As with the Ka, the design team was mindful of the fact that Brazilian car buyers are currently fairly conservative, so the new T4, unveiled alongside the new Ka in Sao Paulo, doesn't stray too far from the original.
However, the exterior body panels are all made of plastic, allowing some graphic development, albeit made sensitively to match the expectations of Brazilian buyers.
The original Troller's design was heavily inspired by the Jeep Wrangler and the Willy's Jeep, which Ford sold in Brazil until the 1980s. When searching for an updated Troller identity, the designers started from the brand logo, extrapolating it into a couple of design features. The 'T' shape makes up the honeycomb of the grille and, more significantly, the shape of the DRG. This is highlighted by the contrasting ‘London grey' plastic, which also features on the roof and rocker to help give smoother visuals than before. The color also appears on the tailgate.
The conservative approach is adopted inside, too. Although the interior now presents the comforts and equipment of a road car, the designers have kept hard-wearing materials in the floor finish, just as a proper trail vehicle should. However, while the door cards reference the two-tone colorway of the exterior, the design of the dashboard isn't as well connected. More significantly, it lacks the impression of solidity expected on this kind of vehicle.
Like the Ford Ka launched at the same time, the T4's design is another example of Ford's low-risk approach to design in Brazil.
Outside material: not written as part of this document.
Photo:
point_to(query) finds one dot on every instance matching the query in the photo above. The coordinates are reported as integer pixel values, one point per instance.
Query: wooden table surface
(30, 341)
It's one that references traditional European and North American aesthetics, but in a particularly conservative way, respecting the fact that Brazil's relatively immature car market isn't yet ready to accept more audacious designs.
But while that's the case today, we'll be keeping our eye on Ford's presence in the market and the work of its design team. Surely it's only a matter of time before the flamboyance that Brazil is internationally renowned for makes its way from the carnival and soccer pitches to the nation's roads.